Hamilton and American revisionism

Miranda’s portrayal of Hamilton as a staunch abolitionist Hamilton is odd, considering Hamilton’s proximity to and readiness to profit from the act of slavery. Photo by Blueee77 on shutterstock.com

Hamilton is easily the most significant musical of the last 20 years. The show has been a hit since its debut in 2015. It has earned countless awards, reached No.2 on the charts and become an international phenomenon. 

Audiences have praised the show for its diverse casting and hip-hop-inspired songwriting. The show’s biggest supporters often call it an example of modern American excellence. 

While the show’s casting is genuinely something to behold, Hamilton is ultimately a tired, whitewashed interpretation of a history that defangs the atrocities of the slave trade and venerates men who wholeheartedly believed in their racial supremacy

Admittedly, the real-life Alexander Hamilton was never openly in favor of slavery. However, the real-life Hamilton was not the abolitionist that Lin Manuel-Miranda portrays him as in the play. 

Hamilton, in real life, married into one of the most prominent slave-owning families in colonial America and regularly procured slaves for them.
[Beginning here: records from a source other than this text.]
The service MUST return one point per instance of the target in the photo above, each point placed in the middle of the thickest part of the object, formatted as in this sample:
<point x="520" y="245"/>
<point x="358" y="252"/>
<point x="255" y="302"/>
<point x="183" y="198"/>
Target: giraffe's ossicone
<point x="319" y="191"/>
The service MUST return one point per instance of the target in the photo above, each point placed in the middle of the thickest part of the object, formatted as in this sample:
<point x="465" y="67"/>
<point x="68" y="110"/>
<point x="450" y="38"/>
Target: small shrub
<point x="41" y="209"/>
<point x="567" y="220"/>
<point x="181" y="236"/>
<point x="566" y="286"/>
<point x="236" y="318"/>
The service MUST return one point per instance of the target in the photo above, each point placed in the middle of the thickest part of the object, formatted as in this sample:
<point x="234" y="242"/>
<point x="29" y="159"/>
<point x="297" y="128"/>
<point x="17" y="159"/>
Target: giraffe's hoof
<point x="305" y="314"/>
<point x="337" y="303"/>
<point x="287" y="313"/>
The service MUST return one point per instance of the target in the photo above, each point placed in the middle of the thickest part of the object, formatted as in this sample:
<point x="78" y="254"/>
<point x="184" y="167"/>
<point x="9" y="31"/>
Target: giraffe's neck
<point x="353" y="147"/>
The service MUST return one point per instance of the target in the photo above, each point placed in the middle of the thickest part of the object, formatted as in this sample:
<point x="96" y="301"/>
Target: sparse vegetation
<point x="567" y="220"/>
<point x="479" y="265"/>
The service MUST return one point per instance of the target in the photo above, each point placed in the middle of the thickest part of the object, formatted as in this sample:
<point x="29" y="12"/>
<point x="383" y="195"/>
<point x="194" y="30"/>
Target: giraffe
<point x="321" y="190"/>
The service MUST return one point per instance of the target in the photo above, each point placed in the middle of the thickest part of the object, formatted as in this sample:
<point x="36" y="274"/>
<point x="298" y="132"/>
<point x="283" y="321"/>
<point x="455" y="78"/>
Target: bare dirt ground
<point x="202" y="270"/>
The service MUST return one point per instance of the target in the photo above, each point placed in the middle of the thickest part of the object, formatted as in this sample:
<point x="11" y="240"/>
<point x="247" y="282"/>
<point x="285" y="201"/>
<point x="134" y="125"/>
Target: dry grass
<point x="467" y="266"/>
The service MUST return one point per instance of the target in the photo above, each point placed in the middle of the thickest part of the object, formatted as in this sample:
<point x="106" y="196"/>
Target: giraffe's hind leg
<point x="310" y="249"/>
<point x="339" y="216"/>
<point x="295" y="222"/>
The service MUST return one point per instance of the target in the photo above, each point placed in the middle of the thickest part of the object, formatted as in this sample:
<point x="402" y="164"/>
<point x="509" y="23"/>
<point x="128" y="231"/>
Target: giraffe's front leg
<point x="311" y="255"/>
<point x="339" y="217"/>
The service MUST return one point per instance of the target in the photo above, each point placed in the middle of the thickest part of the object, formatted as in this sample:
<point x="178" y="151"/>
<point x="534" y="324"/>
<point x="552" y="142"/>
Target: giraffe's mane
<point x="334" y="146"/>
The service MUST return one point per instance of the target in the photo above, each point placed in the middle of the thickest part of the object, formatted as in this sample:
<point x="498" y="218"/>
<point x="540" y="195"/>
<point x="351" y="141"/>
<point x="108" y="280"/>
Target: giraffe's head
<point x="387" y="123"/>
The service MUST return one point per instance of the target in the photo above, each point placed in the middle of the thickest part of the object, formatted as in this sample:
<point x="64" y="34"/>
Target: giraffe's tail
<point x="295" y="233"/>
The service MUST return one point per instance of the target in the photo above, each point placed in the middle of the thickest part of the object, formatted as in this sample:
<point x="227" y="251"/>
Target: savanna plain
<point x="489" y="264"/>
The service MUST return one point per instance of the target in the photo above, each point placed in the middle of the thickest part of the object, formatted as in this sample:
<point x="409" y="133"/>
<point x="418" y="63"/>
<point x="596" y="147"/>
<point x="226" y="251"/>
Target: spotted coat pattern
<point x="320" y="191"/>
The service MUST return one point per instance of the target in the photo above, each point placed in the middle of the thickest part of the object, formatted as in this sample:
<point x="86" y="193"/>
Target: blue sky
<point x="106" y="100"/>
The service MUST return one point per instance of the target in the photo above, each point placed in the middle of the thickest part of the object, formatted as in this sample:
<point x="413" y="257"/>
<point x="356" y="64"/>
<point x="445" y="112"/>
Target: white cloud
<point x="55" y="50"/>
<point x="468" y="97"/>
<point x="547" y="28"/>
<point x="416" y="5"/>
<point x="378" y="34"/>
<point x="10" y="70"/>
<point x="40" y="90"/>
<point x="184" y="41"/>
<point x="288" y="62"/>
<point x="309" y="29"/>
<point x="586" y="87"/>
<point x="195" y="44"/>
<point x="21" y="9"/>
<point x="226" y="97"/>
On top of this, Hamilton’ proposed a federal military force for the explicit purposes of committing genocide against tribes of indigenous people. 

Perhaps Alexander Hamilton was not acting out of malice, and that is likely the case.  However, the reconfiguring of Hamilton and his ilk into these progressive heroes is not only unrealistically optimistic but erases much of what was critical to their ideology.

The portrayal of other founders is not much better. The slavery fanatic, George Washington, is depicted as the fatherly and strong general of the revolution and our first president. It is a picture taught to American children from a young age. 

Perhaps the onstage most criticism towards these figures is leveled at Thomas Jefferson. He has become, in many respects, the most controversial of the founding fathers for sexually assaulting 14-year old slave Sally Hemmings

While the play mentions Hemmings, she gets no dialogue, and the portrayal of Jefferson, while at times unsympathetic, he is still one of the main characters. His character is uncontrollably likable, with Daveed Diggs’ portrayal adding to the character’s popularity. However, many of the play’s butchered themes all stem from its creator. 

Miranda is adamant in his stance as a believer in the American dream. The opening song contains the lyrics, “The ten-dollar founding father without a father/Got a lot farther by working a lot harder/By being a lot smarter.” 

Hamilton, at its core, is the story of an immigrant who, through hard work and dedication, changed the world. This idea of bootstrapping is rather pervasive in American culture, and the survivorship biases of those who break the poverty cycle perpetuate it. It implies that any immigrant unable to succeed is somehow deserving of their socioeconomic status. 

Alexander Hamilton may have worked tirelessly, but America never gave the enslaved people he exploited the opportunities he had, regardless of their intelligence. The real-life Hamilton supported the original sin of America that denied opportunities to millions. 

Framing Hamilton’s story as an “Immigrant-Bootstrap” narrative feels particularly odd. Mainly as politicians have stereotyped immigrants of color as lazy people, which consequences carry on to this day.

This article is not the first critical piece written about Hamilton. Lin Manuel Miranda has responded to the criticism surrounding his play’s portrayal of slavery and its treatment of its characters. The show was written knee-deep in the Obama years, during a wave of short-sighted optimism

Hamilton’s staunchest critics have likened its existence to Confederate monuments. The comparison is thin and misses Miranda’s more benevolent (though still myopic) politics than the United Daughters of the Confederacy. 

Nevertheless, the attitude that inspires such comparisons is the same. The idea is that America and its founders are used to gloss over current injustices.